As someone who is generally very excited about the potential of LLMs to improve developer productivity I find this article a bit frustrating.

This isn't a productive way to use an LLM. The example was so trivial you could easily rewrite it from scratch in less time.

That would be irrelevant if the process scaled to more complex applications, but the blog shows it fails to understand or implement the simple example repeatedly. This left me with little hope that the technique scales.

I worry that creating so much hype will lead to some kind of backlash.

johnisgood

If backslash means less demand that drives down prices, I am all up for it, so I can be productive for cheaper.

stevekemp

At some point the food-tax dropped from 10% to 5% which I guess is good for people who need to eat!

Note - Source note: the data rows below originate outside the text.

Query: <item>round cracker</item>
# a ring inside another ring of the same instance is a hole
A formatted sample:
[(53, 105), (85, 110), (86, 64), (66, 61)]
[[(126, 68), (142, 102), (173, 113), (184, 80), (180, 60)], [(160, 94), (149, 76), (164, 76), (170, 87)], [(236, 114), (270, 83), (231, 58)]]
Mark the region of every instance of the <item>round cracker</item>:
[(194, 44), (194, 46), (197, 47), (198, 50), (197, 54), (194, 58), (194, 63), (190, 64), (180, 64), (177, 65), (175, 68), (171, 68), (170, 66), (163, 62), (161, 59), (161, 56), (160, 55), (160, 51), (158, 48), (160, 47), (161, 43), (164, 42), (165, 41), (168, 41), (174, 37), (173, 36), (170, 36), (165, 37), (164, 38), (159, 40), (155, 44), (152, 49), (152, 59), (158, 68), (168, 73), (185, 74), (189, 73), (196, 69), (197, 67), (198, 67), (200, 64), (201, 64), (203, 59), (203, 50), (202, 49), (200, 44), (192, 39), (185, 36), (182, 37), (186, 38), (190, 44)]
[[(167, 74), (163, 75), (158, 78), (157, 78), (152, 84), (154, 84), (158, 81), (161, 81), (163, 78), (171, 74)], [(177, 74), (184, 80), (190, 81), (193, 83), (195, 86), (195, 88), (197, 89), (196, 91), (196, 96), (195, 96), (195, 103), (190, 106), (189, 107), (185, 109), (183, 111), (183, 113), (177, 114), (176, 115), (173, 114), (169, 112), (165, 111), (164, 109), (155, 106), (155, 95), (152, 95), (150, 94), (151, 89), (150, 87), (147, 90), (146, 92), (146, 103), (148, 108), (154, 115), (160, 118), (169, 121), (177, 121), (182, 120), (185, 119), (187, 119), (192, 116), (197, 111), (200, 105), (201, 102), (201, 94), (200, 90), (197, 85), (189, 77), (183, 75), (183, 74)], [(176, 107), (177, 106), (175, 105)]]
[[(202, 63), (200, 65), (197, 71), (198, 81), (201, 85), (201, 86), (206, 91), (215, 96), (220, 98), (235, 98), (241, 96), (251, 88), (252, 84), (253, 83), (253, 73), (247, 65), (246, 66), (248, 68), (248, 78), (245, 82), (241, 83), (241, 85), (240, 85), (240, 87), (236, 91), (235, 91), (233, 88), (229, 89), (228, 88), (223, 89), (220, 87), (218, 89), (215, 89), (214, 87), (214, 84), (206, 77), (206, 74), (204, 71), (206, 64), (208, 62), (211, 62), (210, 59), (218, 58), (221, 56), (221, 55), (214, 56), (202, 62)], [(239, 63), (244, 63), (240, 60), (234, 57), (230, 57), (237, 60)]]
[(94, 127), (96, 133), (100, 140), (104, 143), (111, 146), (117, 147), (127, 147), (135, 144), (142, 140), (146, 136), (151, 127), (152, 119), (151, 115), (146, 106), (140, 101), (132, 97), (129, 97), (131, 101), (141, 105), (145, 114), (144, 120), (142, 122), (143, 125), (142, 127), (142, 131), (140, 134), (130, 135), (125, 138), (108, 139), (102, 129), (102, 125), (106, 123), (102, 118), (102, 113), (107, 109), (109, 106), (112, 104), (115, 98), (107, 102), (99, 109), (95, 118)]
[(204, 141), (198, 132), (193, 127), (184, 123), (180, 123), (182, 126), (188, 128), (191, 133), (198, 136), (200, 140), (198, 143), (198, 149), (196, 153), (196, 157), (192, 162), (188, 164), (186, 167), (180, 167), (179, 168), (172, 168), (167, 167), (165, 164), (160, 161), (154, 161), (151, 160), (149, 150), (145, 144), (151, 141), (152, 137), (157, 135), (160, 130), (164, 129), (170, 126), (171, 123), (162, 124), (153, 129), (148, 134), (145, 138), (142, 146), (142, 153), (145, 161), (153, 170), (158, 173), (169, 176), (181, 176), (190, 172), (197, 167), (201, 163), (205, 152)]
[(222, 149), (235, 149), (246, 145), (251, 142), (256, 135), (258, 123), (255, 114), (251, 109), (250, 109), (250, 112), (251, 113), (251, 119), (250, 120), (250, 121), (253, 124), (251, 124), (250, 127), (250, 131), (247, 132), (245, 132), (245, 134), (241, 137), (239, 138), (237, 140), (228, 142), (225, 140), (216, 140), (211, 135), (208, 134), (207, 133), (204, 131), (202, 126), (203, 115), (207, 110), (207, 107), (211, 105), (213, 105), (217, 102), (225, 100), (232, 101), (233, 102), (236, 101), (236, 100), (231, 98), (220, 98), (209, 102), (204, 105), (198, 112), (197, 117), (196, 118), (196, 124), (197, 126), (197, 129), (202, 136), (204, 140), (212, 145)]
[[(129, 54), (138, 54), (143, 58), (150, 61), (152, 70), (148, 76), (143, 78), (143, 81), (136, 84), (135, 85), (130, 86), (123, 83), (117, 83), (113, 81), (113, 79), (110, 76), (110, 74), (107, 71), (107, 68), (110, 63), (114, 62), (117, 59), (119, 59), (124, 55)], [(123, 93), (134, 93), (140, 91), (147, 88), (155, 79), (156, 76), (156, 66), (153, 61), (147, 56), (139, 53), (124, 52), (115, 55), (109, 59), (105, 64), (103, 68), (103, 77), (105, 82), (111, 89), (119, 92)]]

I still do a fair bit of z80 programming for myself, and I'm very familiar with the Spectrum so this was a nice article to see, but it's a bit underwhelming how well this seemed to go.

ghuntley

Yeah, this was pointed out to me after publishing. Specifically, when the ASM was converted over /specs, it incorrectly wrote the amount of sales tax to the specs. Thus, the z80 implementation took that incorrect /spec and made it happen. At this stage, I'm sure if I had put some more care/effort into transpiling something from the source (i.e., connecting two or more LLMs as a check on that process) to specs, this problem could have been avoided.

sneak

…and it changed the default tax rate from 25% to 10%.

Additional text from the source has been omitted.